Barclays: Staley stays the course

News and opinion on finance

What should be the verdict on Jes Staley? 

At one point the Barclays chief executive appeared to be lurching from one crisis to another, whether it was falling for an email prankster pretending to be his chairman or taking it upon himself to intervene in a whistleblowing case that saw him reprimanded by his board and may lead to yet worse from the UK authorities.

But reporting annual results in February, Staley was able to be bullish, telling one TV interviewer that he looked forward to running Barclays for years to come. He can say little else on that matter, of course, but assuming he is allowed to stay, how should he be judged?

Those embarrassments apart, a lot has been achieved since he came on board at the end of 2015. The non-core division has been wound down, the Africa business has been sold, exits have been managed in 12 countries, the ring-fence structure required by the UK has been completed and the bank is about 56,000 people lighter than it was when Staley joined.

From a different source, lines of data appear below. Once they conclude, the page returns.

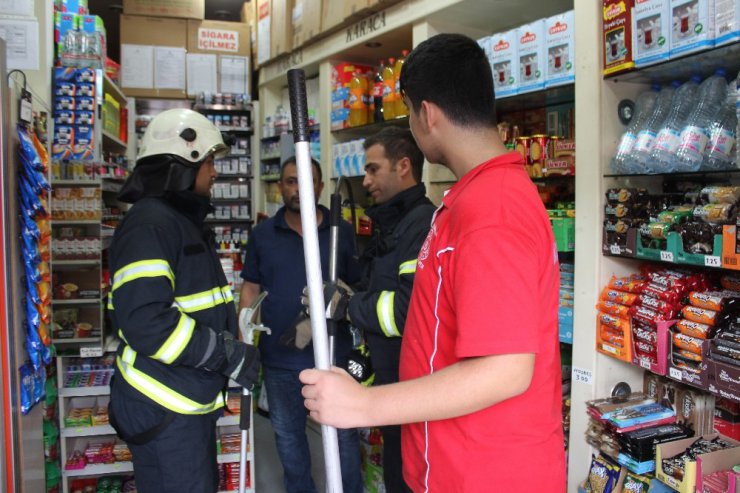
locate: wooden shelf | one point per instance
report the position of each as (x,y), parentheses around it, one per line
(113,143)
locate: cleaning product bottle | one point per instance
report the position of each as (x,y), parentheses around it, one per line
(643,109)
(357,109)
(389,91)
(378,93)
(666,142)
(695,134)
(400,106)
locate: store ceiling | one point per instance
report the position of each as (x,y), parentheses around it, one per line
(109,10)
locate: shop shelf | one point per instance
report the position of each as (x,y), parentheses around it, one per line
(84,391)
(99,469)
(84,431)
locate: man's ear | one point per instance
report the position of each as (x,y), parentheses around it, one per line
(403,167)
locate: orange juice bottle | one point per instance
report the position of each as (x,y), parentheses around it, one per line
(389,91)
(400,106)
(357,108)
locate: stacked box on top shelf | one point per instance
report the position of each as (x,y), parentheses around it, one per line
(74,113)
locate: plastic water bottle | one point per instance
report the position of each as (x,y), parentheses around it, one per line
(720,151)
(695,134)
(643,109)
(638,160)
(666,142)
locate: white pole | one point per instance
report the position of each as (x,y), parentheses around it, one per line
(316,306)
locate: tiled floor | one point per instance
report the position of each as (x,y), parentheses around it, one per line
(268,470)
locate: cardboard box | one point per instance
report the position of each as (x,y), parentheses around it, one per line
(504,63)
(264,29)
(693,26)
(281,28)
(617,32)
(355,8)
(726,21)
(218,37)
(153,31)
(188,9)
(532,55)
(306,20)
(651,25)
(560,39)
(692,469)
(332,14)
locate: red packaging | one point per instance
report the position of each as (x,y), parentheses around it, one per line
(617,36)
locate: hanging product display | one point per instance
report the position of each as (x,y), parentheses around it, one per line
(33,190)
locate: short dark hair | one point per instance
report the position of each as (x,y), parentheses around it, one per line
(292,160)
(453,72)
(399,143)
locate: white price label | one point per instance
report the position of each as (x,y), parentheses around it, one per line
(581,375)
(91,352)
(712,261)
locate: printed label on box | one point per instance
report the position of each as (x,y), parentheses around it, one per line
(504,63)
(560,39)
(532,57)
(693,26)
(651,24)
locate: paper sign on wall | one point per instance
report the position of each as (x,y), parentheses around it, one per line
(137,66)
(21,43)
(218,40)
(169,68)
(201,74)
(234,74)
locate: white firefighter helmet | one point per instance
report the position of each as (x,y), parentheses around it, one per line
(182,133)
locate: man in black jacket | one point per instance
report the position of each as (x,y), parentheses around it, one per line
(401,219)
(173,309)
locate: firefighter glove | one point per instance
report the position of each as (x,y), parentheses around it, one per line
(242,361)
(336,297)
(299,334)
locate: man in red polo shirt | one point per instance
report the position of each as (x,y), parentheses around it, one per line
(480,394)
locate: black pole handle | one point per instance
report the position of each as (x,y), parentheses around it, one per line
(298,104)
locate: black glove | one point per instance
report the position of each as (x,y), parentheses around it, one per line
(336,297)
(240,362)
(299,335)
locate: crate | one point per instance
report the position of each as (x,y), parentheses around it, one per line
(730,259)
(564,229)
(691,471)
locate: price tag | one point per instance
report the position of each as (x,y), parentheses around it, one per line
(581,375)
(712,261)
(91,352)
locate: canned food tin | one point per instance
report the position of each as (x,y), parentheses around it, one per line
(522,147)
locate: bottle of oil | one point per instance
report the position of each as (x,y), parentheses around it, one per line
(357,108)
(400,106)
(389,91)
(378,93)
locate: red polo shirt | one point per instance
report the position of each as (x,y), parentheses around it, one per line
(487,283)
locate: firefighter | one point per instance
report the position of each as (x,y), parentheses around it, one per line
(173,310)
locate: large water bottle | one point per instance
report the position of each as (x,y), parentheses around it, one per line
(643,109)
(720,151)
(666,142)
(637,161)
(695,134)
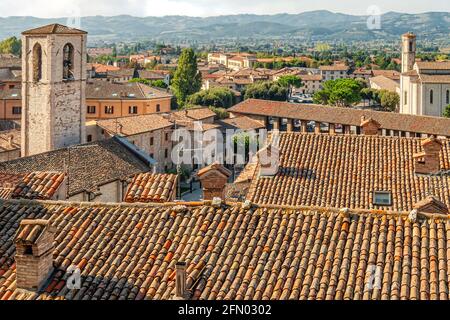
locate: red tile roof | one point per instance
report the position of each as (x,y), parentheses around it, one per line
(35,185)
(345,171)
(348,116)
(130,252)
(147,187)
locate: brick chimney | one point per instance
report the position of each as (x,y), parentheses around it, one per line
(34,254)
(370,127)
(214,178)
(432,205)
(269,160)
(180,280)
(429,162)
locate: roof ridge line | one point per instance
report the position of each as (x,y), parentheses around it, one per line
(375,212)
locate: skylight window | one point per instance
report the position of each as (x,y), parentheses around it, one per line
(382,198)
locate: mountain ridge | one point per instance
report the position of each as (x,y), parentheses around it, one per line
(320,25)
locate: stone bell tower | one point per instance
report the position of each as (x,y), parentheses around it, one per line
(408,51)
(53,88)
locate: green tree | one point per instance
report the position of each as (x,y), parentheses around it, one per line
(290,82)
(221,113)
(389,100)
(266,91)
(340,92)
(216,97)
(447,111)
(187,80)
(11,45)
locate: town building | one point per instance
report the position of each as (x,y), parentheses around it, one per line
(10,72)
(384,83)
(53,88)
(151,133)
(107,100)
(333,72)
(98,171)
(233,61)
(425,86)
(221,251)
(104,100)
(33,186)
(365,171)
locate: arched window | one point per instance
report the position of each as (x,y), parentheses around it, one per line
(68,59)
(37,62)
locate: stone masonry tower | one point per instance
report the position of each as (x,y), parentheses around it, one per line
(53,88)
(408,51)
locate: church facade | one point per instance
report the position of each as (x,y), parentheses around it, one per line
(425,86)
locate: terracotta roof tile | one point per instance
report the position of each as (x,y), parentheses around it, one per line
(130,252)
(147,187)
(54,29)
(133,125)
(345,171)
(38,185)
(243,123)
(88,166)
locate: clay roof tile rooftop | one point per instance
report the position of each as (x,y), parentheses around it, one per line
(129,252)
(54,29)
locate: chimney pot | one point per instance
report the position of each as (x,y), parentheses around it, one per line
(370,127)
(34,254)
(428,162)
(214,179)
(180,280)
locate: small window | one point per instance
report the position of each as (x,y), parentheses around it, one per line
(132,109)
(382,198)
(109,110)
(91,110)
(37,63)
(68,62)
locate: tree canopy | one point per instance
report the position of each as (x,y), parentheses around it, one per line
(11,45)
(215,97)
(187,79)
(266,91)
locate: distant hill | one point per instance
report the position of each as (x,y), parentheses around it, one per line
(314,25)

The dividend has been restored and there is even talk of a share buyback – it’s been more than 20 years since Barclays’ shareholders saw one of those.

Transatlantic franchise

Casting the bank as a transatlantic franchise – a strategy derided in the past by some of Staley’s peers (“What does it even mean?” an exasperated rival asked Euromoney in 2016) – doesn’t look like a terribly bad call when the bank makes 40% of its profits in the US and is going to be able to benefit from the much more attractive tax environment created by recent reforms.

For that reason, expect more focus on areas like credit cards: the American Airlines deal that Barclays struck in early 2017 has already led to a roll-out to hundreds of thousands of users.

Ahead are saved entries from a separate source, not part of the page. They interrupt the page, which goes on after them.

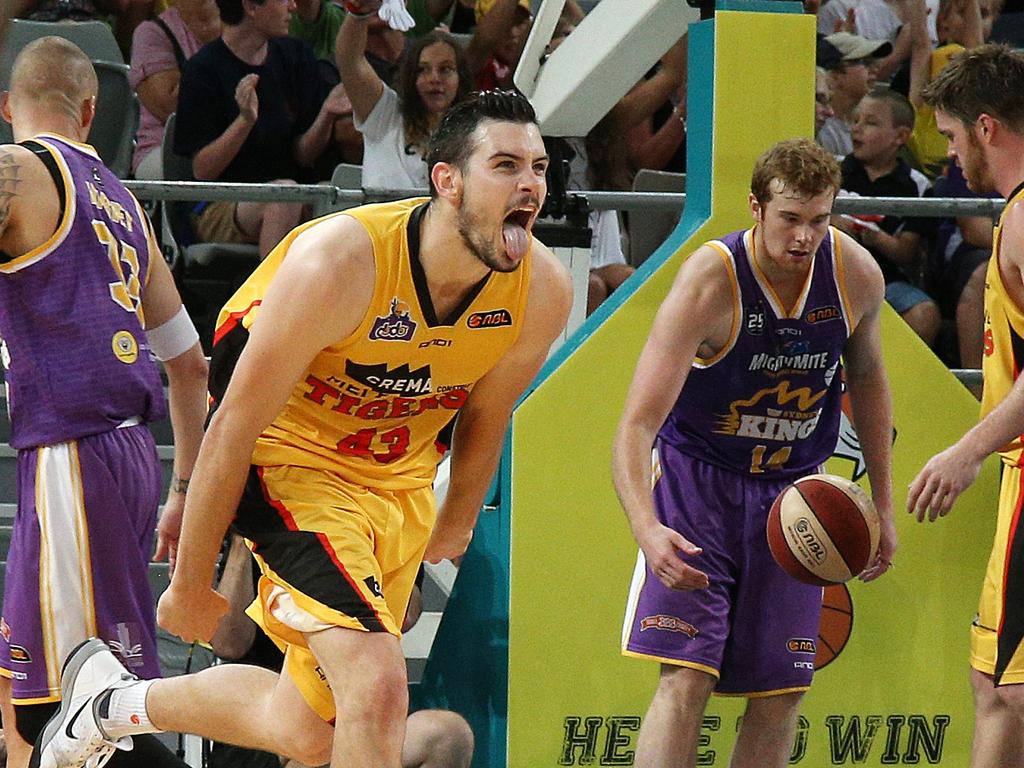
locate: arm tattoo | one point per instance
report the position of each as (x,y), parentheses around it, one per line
(9,170)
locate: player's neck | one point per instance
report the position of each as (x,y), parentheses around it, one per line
(1008,168)
(449,263)
(32,124)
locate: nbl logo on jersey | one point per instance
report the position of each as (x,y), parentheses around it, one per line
(395,326)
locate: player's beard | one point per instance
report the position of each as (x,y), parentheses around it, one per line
(975,167)
(471,230)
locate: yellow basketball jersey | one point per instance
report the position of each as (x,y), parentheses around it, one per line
(371,407)
(1004,337)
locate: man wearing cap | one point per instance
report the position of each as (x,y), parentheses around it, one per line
(849,82)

Putting the focus back on the investment bank – and in particular its markets businesses – was also needed. For that Staley picked Tim Throsby as his new head of Barclays International, a plain-speaker from a trading background who is keen to make the firm’s risk takers more punchy.

Throsby now has a new cohort of his own running the markets businesses, and the early signs are good. The bank suffered in fixed income last year like the rest of the Street, but it is running ahead of where it was in early 2017 in both sterling and dollar terms.

It’s not just in markets. The European investment banking business, which has been the challenge for many years, began to look anaemic, even by Barclays’ standards, as senior bankers drifted away. Reporting lines and responsibilities were confusing. Fragmenting everything into regions didn’t work.

That has changed now, with Joe McGrath running global banking and respected insider Reid Marsh adding Europe to his Asia beat. If Barclays is going to haul itself back to prominence in the areas where it has sagged, it is on Throsby and Marsh that the responsibilities will fall most heavily.

With Staley reminding investors whenever he can that Barclays is now the bank he wants it to be, they will see 2018 as a crunch year for the new-look firm. Regulators may yet decide that Staley should be punished more than he has been. If they don’t, it is shareholders that will judge whether or not he has delivered on what he has promised.